Every Voice. Every Reaction. Simulated.

I built 300 psychographically distinct AI personas, exposed them to 3,000 real tweets, and simulated the full spectrum of behavioural response — from passionate advocates to quiet observers — entirely synthetically.

TL;DR — This is a simulation platform that generates synthetic populations of AI personas — each with unique psychology, ideology, and interests — and models how they respond to real-world content. The system produced 3,317 engagement events (59.9% cascade-driven) across 300 personas processing 3,001 tweets, with realistic power-law engagement distributions (Gini = 0.32) and visible ideological differentiation. No real humans involved — just calibrated cognitive models.

300

Simulated Personas

3,317

Engagement Events

1,988

Network Cascades

0.32

Gini Coefficient

Navigate using the tabs above to explore each component of the system.

Overview

The Opportunity

Traditional research captures only the tip of the iceberg. Surveys measure what people say. Social listening captures what they post. But the richest signal — the cognitive activity of every person in a population, whether they engage or not — has always been invisible.

I built a simulation that models this complete picture using synthetic AI personas. Each persona has its own attention patterns, relevance judgements, emotional trajectory, and engagement threshold — all generated, all tuneable, all analysable. No real humans are involved; instead, the simulation produces realistic behavioural distributions that mirror how diverse populations respond to content.

This means you can explore not just which personas engaged, but which ones almost did, what would push them over the edge, and which messages resonate across different psychographic profiles — all within a controlled synthetic environment.

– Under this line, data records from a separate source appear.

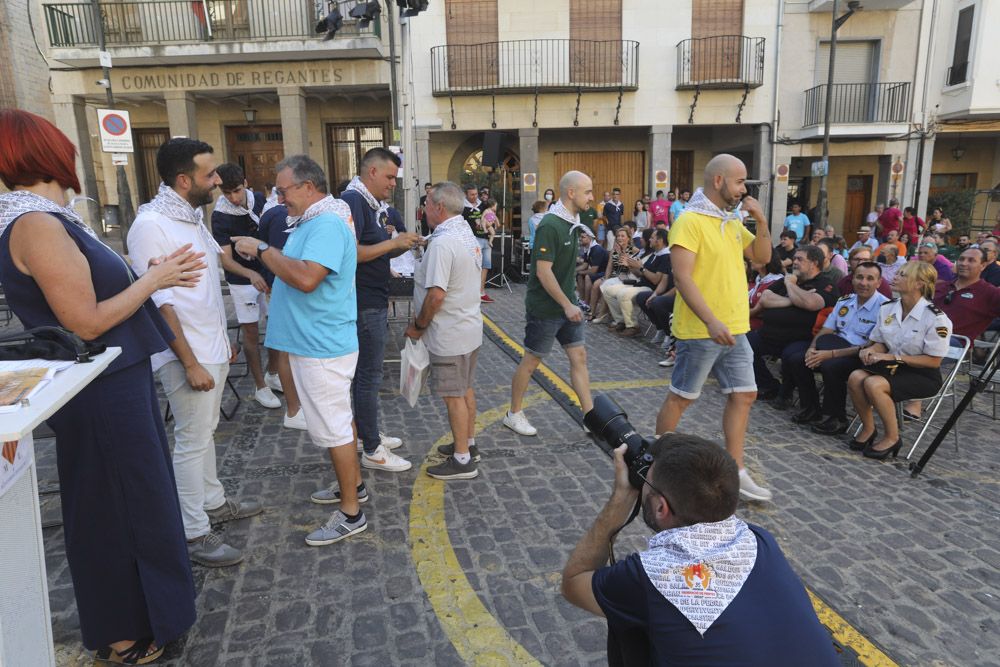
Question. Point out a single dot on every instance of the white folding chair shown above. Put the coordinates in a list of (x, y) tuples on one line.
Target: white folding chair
[(955, 354)]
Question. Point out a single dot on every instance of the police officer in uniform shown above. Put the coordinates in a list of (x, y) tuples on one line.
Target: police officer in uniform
[(834, 353), (903, 362)]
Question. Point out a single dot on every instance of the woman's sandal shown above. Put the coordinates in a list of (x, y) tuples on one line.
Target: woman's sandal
[(142, 652)]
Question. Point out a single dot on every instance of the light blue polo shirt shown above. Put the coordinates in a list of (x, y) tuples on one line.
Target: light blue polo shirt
[(798, 224), (321, 324), (853, 323)]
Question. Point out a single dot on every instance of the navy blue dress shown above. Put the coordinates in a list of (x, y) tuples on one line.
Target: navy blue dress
[(122, 522)]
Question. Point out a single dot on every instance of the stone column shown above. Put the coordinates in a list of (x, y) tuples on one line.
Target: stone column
[(658, 156), (182, 114), (884, 180), (528, 148), (70, 113), (294, 129)]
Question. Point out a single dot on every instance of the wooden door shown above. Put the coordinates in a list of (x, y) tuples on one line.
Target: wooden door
[(147, 143), (595, 49), (257, 149), (682, 171), (472, 27), (856, 205), (716, 59), (615, 169)]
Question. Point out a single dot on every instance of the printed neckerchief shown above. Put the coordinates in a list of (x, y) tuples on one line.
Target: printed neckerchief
[(457, 227), (700, 569), (699, 203), (360, 187), (171, 205), (223, 205), (18, 202), (559, 210), (325, 205)]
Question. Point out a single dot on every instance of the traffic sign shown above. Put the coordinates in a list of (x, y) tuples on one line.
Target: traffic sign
[(116, 131)]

What makes this different: Unlike traditional sentiment analysis or basic persona templates, this system models activation dynamics — each persona accumulates emotional state over time, decays when unstimulated, drifts in mood, fatigues on repeated topics, and is influenced by social network neighbours. The result is emergent, population-level behaviour that wasn't explicitly programmed.

Why I Built This

I was exploring how AI could model realistic human behaviour at population scale — not just answering questions like a chatbot, but replicating the messy, heterogeneous way real communities process information. The challenge was interesting: could you build agents that don't just respond to everything, but have genuine selectivity driven by personality, ideology, and accumulated emotional state?

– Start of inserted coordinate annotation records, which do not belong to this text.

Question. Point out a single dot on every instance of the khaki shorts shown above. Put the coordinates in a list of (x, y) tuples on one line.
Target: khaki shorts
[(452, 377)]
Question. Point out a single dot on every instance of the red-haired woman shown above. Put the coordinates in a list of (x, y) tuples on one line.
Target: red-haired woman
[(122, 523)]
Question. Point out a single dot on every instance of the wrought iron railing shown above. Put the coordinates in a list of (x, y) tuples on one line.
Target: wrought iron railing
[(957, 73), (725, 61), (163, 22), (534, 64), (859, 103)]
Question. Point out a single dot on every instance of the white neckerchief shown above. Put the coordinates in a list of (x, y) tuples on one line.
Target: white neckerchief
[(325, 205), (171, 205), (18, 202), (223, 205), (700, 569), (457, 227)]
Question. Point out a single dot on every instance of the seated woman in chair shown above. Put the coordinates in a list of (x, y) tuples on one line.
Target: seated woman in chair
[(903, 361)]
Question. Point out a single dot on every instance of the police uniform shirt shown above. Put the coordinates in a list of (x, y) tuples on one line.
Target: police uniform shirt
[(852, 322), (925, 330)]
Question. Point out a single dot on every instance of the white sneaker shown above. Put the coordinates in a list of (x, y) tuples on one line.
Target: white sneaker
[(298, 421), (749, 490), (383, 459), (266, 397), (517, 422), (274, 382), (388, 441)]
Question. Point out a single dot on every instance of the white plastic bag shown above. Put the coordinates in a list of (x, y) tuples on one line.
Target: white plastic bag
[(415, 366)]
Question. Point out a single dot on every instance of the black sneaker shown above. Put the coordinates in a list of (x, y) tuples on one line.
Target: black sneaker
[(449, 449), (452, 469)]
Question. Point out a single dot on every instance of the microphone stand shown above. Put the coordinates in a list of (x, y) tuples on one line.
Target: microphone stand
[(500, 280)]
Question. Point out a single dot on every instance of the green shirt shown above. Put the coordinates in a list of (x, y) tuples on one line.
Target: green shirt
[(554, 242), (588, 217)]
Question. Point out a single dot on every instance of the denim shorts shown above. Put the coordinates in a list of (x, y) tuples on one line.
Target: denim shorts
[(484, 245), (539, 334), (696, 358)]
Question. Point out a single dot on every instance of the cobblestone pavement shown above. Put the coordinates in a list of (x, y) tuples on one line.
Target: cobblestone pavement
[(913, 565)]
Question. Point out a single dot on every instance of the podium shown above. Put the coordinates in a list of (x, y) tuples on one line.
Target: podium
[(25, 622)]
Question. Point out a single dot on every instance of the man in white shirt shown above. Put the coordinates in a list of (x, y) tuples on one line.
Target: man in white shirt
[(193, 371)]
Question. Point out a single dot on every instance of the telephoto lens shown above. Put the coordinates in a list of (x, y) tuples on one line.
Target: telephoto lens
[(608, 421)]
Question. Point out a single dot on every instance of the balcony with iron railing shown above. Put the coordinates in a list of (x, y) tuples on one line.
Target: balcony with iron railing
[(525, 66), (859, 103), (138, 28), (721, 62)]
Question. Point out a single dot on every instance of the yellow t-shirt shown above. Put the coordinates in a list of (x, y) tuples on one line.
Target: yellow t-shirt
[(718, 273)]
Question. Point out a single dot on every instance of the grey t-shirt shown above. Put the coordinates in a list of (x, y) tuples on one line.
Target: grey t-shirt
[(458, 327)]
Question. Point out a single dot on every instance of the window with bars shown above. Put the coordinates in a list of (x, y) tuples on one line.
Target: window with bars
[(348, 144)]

After iterating through five versions of the codebase, I arrived at a system that produces engagement distributions, cascade dynamics, and ideological patterns that look remarkably like what you see in real social media data. The simulation is entirely open-source, fully configurable, and can scale from 300 to 10,000+ personas.

The Stochastic Cognitive Pipeline

Every simulated persona processes each tweet through three probabilistic gates. A tweet must survive all three to produce an engagement event.

Attention Gate

"Did I even see this?" — Simulates algorithmic feed exposure. Modulated by openness, conscientiousness, topic fatigue, and cooldown state.

Relevance Function

"Do I care?" — Matches tweet content against an expanded synonym keyword set across 15 policy topics, weighted by ideology–topic affinity.

Activation Threshold

"Am I moved enough to respond?" — A sigmoid-gated decision driven by accumulated emotional state. The hardest filter to clear.

The Mathematics

Activation Update Rule

A(t) = δ · A(t-1) + (1 - δ) · [α + β · S + γ · M + w · mood + ideo_boost]

where:
  α  = baseline arousal        (personality-driven, ≈ 0.18)
  β  = sentiment sensitivity   (how much external tone matters)
  γ  = motivation weight       (internal drive to engage)
  δ  = memory decay            (gentle: δ^0.2 ≈ 0.974 retention)
  S  = tweet sentiment         (VADER compound score, [-1, 1])
  M  = internal motivation     (relevance × responsiveness)

Engagement Probability
P(engage) = σ(k · (A(t) - θ))    where σ = sigmoid, k = 5.0, θ ≈ 0.30

Key Insight: The sigmoid around the activation threshold creates a sharp non-linear boundary. An agent sitting at 0.28 activation has a ~27% chance of responding. Push them to 0.35 and it jumps to ~56%. This means you can pinpoint exactly what makes a message land — and tune your framing, tone, or topic to move the right audience past that tipping point.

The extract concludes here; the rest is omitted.